Wednesday, 17 June 2020
Queensland: Coal Industry
I rise today to talk about my concerns for the coal industry in Queensland. Coal is one of the most valuable exports that we have, and it keeps our prices on the domestic scene as low as possible—or it would if it weren't for the gouging of the Queensland government when it comes to electricity prices. As we approach the Queensland state election in October—and let us not forget the last federal election, where Labor demonised coal to a great extent, particularly in Flynn and in my neighbouring electorates of Capricorn and Dawson—I am concerned that, if the Labor Party win the state election and they win the next federal election, we will have no coal industry at all.
It is very contradictory, seeing as these companies pull a lot of money in royalties, payroll tax, GST and workers' comp—and, of course, they pay big wages to thousands of workers in my area. The Queensland government continue to operate in the red, but they don't seem to realise they'd be much further in the red if it weren't for the coal industry. The Queensland government don't seem to mind seeing small businesses go to the wall while they look to the south-east corner—that's where their votes are. Central Queensland has some of the largest coal deposits in the world. The Galilee, Bowen and Surat basins employ thousands of workers from Queensland and elsewhere in Australia. We do have some fly-in, fly-outs. The coal industry looks after small business too, indirectly. Small business runs alongside the big business in the coal mines of Emerald, Biloela, Blackwater, Moranbah and those towns that rely heavily on the coal industry, whether it be motels, hotels, coffee shops or the like. But here we are, we've got all these natural resources at our fingertips and yet we pay the fourth-dearest electricity prices in the world. This is just terrible.

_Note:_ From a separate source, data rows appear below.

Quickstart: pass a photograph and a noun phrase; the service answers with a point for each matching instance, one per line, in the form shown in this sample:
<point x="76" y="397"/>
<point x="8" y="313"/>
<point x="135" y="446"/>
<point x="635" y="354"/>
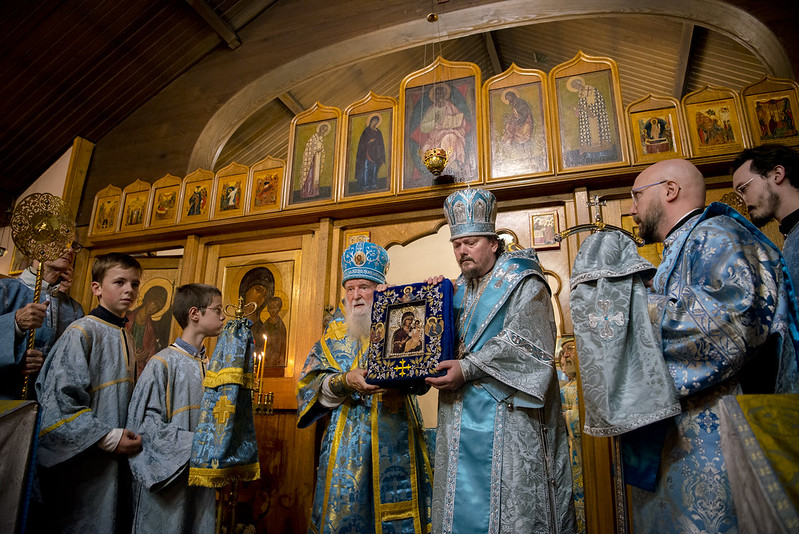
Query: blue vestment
<point x="373" y="465"/>
<point x="165" y="410"/>
<point x="84" y="389"/>
<point x="15" y="294"/>
<point x="727" y="317"/>
<point x="502" y="451"/>
<point x="790" y="249"/>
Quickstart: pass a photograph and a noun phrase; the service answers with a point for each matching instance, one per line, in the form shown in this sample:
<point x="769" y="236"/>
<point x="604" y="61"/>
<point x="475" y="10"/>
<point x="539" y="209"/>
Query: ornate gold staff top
<point x="42" y="228"/>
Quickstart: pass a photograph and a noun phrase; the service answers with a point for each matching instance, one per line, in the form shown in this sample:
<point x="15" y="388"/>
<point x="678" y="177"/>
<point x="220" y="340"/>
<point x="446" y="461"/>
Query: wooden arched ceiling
<point x="132" y="76"/>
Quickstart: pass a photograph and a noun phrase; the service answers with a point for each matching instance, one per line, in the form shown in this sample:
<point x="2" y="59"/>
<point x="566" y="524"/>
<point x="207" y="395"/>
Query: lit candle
<point x="259" y="373"/>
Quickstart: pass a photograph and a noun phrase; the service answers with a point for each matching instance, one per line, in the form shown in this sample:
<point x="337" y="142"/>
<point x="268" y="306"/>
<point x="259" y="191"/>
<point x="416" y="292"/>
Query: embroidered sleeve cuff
<point x="328" y="396"/>
<point x="111" y="440"/>
<point x="470" y="370"/>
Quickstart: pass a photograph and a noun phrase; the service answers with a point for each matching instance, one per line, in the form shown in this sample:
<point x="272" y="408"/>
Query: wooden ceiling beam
<point x="291" y="102"/>
<point x="217" y="24"/>
<point x="493" y="52"/>
<point x="684" y="59"/>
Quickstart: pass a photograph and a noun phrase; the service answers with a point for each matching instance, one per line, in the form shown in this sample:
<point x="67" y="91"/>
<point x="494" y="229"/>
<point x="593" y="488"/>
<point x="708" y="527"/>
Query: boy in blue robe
<point x="165" y="410"/>
<point x="84" y="389"/>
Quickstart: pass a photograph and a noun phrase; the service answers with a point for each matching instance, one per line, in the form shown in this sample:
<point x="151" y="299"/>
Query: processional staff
<point x="42" y="228"/>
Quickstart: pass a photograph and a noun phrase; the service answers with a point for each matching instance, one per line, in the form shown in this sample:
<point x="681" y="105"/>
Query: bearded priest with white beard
<point x="374" y="465"/>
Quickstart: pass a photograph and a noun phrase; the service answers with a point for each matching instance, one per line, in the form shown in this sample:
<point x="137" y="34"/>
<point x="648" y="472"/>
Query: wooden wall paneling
<point x="191" y="257"/>
<point x="76" y="172"/>
<point x="281" y="500"/>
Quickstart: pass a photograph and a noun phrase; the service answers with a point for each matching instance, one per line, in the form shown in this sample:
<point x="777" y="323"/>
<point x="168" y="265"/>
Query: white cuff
<point x="111" y="440"/>
<point x="326" y="396"/>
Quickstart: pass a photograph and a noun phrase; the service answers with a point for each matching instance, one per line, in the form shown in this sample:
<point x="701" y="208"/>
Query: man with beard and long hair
<point x="767" y="179"/>
<point x="502" y="450"/>
<point x="374" y="466"/>
<point x="722" y="306"/>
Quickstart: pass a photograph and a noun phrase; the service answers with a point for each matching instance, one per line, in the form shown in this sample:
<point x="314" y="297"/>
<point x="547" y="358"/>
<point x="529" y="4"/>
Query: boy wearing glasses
<point x="165" y="410"/>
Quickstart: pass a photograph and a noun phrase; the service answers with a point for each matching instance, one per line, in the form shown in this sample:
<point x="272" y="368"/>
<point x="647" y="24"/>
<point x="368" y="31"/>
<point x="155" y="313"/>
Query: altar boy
<point x="84" y="388"/>
<point x="165" y="410"/>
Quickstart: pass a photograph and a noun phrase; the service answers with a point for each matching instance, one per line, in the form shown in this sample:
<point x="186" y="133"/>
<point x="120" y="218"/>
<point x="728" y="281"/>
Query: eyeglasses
<point x="742" y="188"/>
<point x="635" y="193"/>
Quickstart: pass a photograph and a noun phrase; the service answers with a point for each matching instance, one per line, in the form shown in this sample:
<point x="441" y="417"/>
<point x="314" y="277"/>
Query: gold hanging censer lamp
<point x="436" y="159"/>
<point x="42" y="228"/>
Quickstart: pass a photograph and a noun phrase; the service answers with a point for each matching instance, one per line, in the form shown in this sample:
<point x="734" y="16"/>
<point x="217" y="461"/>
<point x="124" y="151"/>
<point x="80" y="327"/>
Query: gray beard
<point x="648" y="224"/>
<point x="358" y="326"/>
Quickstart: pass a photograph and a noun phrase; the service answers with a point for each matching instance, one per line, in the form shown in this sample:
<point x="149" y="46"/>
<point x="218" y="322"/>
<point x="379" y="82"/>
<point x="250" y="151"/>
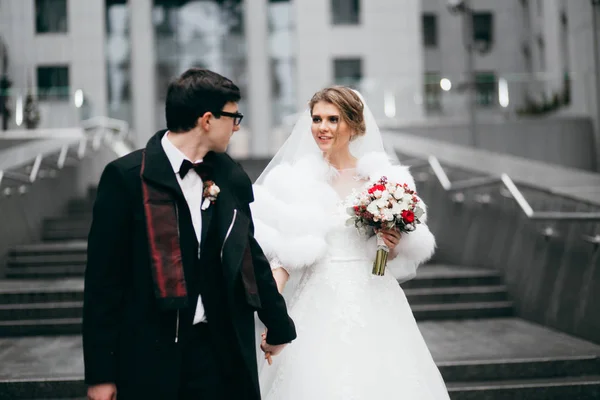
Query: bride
<point x="357" y="337"/>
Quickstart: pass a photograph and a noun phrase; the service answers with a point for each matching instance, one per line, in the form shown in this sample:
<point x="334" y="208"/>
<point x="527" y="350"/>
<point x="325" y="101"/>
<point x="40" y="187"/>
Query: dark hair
<point x="349" y="104"/>
<point x="196" y="92"/>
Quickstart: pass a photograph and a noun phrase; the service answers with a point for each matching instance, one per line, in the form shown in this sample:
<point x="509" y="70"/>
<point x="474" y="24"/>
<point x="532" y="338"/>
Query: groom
<point x="174" y="274"/>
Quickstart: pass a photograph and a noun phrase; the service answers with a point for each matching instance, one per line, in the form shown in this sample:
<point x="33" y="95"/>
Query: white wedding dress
<point x="357" y="337"/>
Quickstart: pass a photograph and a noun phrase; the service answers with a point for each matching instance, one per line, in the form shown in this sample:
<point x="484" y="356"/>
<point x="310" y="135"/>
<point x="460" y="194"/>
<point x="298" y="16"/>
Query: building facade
<point x="407" y="57"/>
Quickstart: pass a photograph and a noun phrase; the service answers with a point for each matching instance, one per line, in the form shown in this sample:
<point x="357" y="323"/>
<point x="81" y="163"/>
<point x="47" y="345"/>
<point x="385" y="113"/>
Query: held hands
<point x="103" y="391"/>
<point x="391" y="237"/>
<point x="270" y="350"/>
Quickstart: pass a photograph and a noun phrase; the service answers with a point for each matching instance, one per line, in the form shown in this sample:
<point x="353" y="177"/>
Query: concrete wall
<point x="388" y="40"/>
<point x="23" y="216"/>
<point x="566" y="141"/>
<point x="81" y="48"/>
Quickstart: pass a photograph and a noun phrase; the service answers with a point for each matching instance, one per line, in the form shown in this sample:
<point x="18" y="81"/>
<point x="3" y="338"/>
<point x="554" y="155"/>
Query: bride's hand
<point x="263" y="342"/>
<point x="391" y="237"/>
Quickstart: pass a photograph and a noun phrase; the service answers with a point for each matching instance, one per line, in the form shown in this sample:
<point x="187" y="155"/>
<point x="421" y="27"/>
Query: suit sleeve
<point x="273" y="313"/>
<point x="108" y="255"/>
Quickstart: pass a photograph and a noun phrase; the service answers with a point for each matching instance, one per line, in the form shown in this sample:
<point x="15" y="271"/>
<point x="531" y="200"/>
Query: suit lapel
<point x="158" y="169"/>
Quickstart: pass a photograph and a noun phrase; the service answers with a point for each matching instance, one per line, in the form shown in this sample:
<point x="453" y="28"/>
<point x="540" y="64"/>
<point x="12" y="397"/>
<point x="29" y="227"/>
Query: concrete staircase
<point x="465" y="315"/>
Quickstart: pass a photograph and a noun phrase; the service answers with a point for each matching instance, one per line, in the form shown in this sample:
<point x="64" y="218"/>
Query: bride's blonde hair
<point x="347" y="101"/>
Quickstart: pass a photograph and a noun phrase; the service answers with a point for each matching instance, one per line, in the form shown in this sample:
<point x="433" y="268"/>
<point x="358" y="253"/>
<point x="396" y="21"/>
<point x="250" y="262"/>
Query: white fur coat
<point x="292" y="211"/>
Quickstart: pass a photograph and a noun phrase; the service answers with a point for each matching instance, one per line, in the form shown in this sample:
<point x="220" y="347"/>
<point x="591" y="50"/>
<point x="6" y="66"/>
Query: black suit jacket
<point x="127" y="338"/>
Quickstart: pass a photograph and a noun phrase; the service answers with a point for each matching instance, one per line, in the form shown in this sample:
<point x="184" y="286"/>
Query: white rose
<point x="388" y="215"/>
<point x="372" y="208"/>
<point x="381" y="203"/>
<point x="214" y="190"/>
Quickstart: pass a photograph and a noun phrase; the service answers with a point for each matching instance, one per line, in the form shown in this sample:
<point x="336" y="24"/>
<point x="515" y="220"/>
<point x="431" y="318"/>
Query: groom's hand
<point x="103" y="391"/>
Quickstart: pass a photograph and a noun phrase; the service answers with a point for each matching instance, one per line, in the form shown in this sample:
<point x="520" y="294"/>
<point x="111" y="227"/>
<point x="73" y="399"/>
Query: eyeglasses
<point x="237" y="117"/>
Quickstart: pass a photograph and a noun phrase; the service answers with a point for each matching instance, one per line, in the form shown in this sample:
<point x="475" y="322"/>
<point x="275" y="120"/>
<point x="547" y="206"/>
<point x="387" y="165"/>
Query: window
<point x="485" y="89"/>
<point x="430" y="30"/>
<point x="51" y="16"/>
<point x="541" y="53"/>
<point x="345" y="12"/>
<point x="483" y="30"/>
<point x="53" y="82"/>
<point x="348" y="71"/>
<point x="433" y="91"/>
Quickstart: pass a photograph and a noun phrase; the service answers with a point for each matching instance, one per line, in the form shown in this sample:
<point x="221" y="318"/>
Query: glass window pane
<point x="429" y="30"/>
<point x="344" y="12"/>
<point x="118" y="59"/>
<point x="53" y="82"/>
<point x="51" y="16"/>
<point x="347" y="71"/>
<point x="199" y="33"/>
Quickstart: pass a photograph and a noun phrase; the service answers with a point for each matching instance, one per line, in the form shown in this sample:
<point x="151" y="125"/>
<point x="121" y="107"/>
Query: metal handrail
<point x="515" y="193"/>
<point x="97" y="131"/>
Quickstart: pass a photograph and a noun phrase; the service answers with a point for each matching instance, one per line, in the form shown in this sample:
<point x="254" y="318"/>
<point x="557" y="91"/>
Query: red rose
<point x="408" y="216"/>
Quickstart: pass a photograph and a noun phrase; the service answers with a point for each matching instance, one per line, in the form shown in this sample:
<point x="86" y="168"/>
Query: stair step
<point x="445" y="276"/>
<point x="40" y="327"/>
<point x="65" y="247"/>
<point x="580" y="388"/>
<point x="46" y="272"/>
<point x="468" y="310"/>
<point x="49" y="310"/>
<point x="511" y="369"/>
<point x="40" y="297"/>
<point x="65" y="234"/>
<point x="456" y="294"/>
<point x="53" y="388"/>
<point x="46" y="260"/>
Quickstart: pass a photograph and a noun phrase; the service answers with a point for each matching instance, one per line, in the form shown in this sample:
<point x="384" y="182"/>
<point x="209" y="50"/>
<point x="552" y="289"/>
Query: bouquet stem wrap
<point x="381" y="257"/>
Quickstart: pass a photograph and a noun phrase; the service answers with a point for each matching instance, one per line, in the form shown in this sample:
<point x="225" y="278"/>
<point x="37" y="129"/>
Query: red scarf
<point x="162" y="225"/>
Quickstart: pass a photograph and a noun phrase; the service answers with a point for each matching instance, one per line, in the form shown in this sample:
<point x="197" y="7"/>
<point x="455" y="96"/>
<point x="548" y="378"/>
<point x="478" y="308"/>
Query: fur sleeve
<point x="290" y="221"/>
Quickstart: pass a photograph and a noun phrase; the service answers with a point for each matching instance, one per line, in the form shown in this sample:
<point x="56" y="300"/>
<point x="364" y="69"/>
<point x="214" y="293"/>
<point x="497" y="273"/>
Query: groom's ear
<point x="205" y="120"/>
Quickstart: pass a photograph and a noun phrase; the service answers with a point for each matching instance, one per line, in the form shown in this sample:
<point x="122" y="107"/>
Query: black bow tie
<point x="203" y="169"/>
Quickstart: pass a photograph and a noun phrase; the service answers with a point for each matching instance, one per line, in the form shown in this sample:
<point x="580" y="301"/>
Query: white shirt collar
<point x="174" y="155"/>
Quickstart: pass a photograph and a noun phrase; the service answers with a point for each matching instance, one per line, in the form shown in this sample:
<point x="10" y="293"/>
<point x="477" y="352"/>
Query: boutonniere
<point x="210" y="193"/>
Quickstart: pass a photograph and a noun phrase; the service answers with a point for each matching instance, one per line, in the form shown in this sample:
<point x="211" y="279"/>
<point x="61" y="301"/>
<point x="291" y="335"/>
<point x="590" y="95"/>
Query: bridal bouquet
<point x="385" y="205"/>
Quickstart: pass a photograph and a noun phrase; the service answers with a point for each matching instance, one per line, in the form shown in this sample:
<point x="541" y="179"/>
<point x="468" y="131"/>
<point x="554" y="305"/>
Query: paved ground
<point x="449" y="341"/>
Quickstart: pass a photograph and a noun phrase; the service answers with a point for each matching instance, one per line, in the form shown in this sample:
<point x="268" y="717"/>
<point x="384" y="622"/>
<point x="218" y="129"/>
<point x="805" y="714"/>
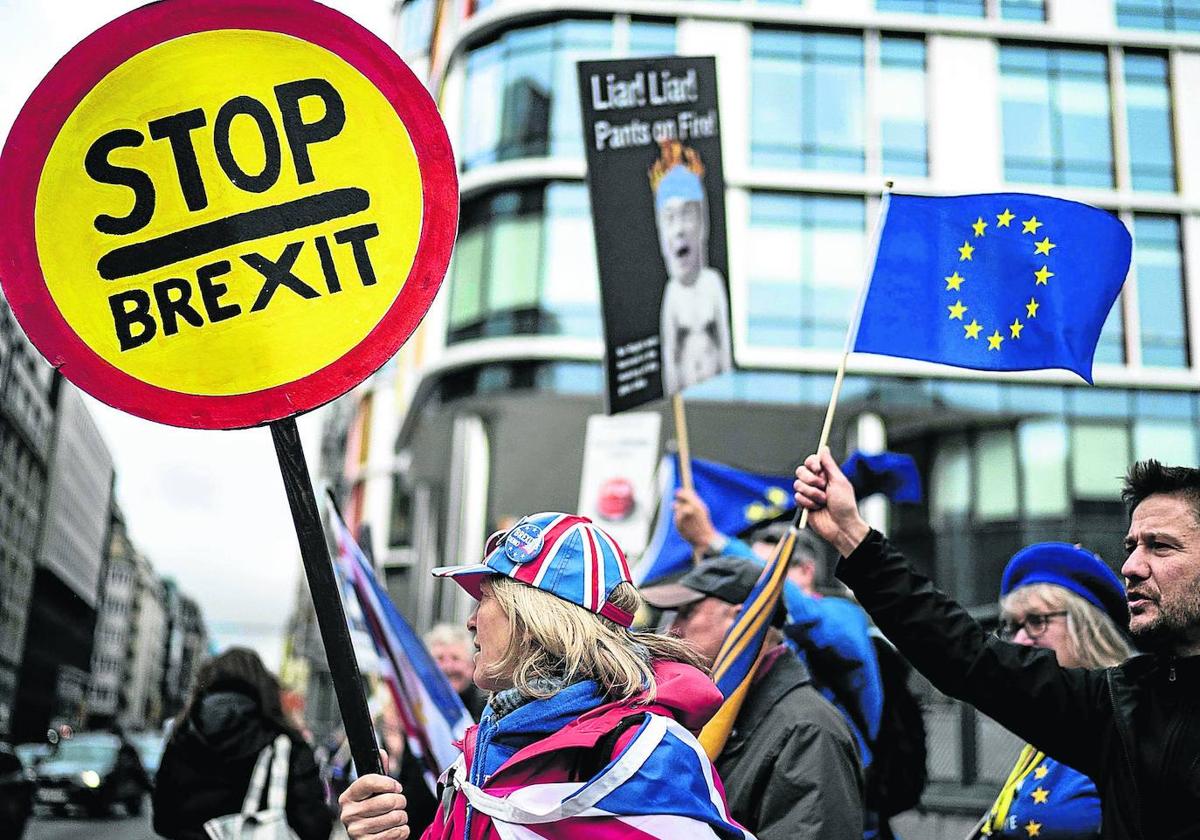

Turning to manufacturing, if we're going to entice manufacturing back to Australia, we need to get our electricity prices down. Manufacturing in Australia has slipped to about five per cent of GDP. We rate about 179th in the world for manufacturing. This is terrible—when you compare us with Singapore, Israel and Germany, we're not even in the race. If we're going to get back in the race on manufacturing, we've got to have cheaper electricity. There are eight coal-fired power stations in Queensland. One is privately owned by Rio Tinto and NRG, an American company. The rest are owned by the state government. These power stations include Callide B and the Gladstone Power Station—the Gladstone Power Station is the biggest in Queensland—which need upgrading and maintenance. It is up to the state government to do the maintenance in Callide B. I know they have recently spent some money, but they still want to close that site by 2028, and that's the life of the Gladstone Power Station too. So, if we're going to replace those two power stations, what are we going to replace them with? That is the question. I know the Labor government are looking at 50 per cent renewable energy. How are they going to supply the other 50 per cent? I don't think 50 per cent renewable energy is achievable. It certainly won't achieve base-load power. But how are they going to replace those power stations if they close? They won't close down under our government, but if Labor do get in, in state and federal, we're in trouble. They'll want to come up with a plan there.
But it's not only the mines. It's the freight. It's the railway workers. At the Port of Gladstone, which is now one of the biggest ports in Australia, even through the pandemic the tonnage to overseas customers still kept on going, and we've had record tonnages through Gladstone throughout the last three months. That's how important it is to our industry and to our economy.